L’aver lasciato da una parte l’obbligo di una proposta di referendum abrogativo approvata solo se viene raggiunto il 50% più uno dei voti validamente espressi e l’aver aggiunto dall’altra parte una analoga approvazione nel caso che alla votazione abbia partecipato “la maggioranza dei votanti alle ultime elezioni della Camera dei deputati”, ma solo e soltanto se sono state raccolte 800.000 firme (vale a dire un 60% in più delle 500.000 firme) non sembra del tutto corretto sul piano giuridico e si configura come un indebolimento dell’istituto del referendum in quanto saranno necessarie più firme.

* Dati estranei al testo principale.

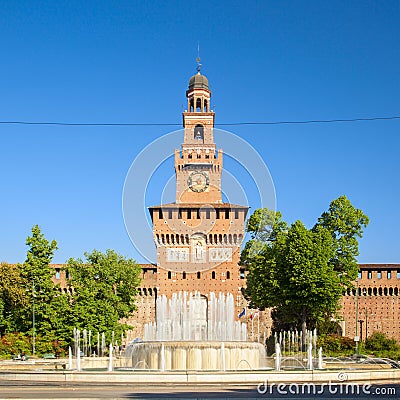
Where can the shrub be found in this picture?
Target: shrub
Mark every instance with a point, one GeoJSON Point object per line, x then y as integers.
{"type": "Point", "coordinates": [334, 344]}
{"type": "Point", "coordinates": [15, 343]}
{"type": "Point", "coordinates": [381, 346]}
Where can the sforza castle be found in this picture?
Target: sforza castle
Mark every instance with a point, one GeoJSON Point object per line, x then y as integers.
{"type": "Point", "coordinates": [198, 240]}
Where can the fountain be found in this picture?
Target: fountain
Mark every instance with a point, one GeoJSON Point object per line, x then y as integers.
{"type": "Point", "coordinates": [194, 333]}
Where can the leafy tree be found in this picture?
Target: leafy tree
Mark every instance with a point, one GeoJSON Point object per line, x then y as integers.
{"type": "Point", "coordinates": [302, 273]}
{"type": "Point", "coordinates": [345, 223]}
{"type": "Point", "coordinates": [104, 291]}
{"type": "Point", "coordinates": [13, 298]}
{"type": "Point", "coordinates": [43, 295]}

La “tesi” portata dalle ragioni del Sì secondo cui “nel 1946, quando furono prescritte le 500 mila firme, l’Italia era composta da 45 milioni di abitanti, cifra oggi aumentata di 15 milioni”, ammesso e non concesso che la cifra delle 500.000 firme sia stata decisa dai padri costituenti in proporzione alla popolazione di quell’epoca, avrebbe dovuto comportare allora come unica modifica l’innalzamento ad 800.000 del numero delle firme necessarie per proporre un referendum abrogativo: l’avere invece lasciato la cifra delle 500.000 firme appare in netta contraddizione con la suddetta “tesi”.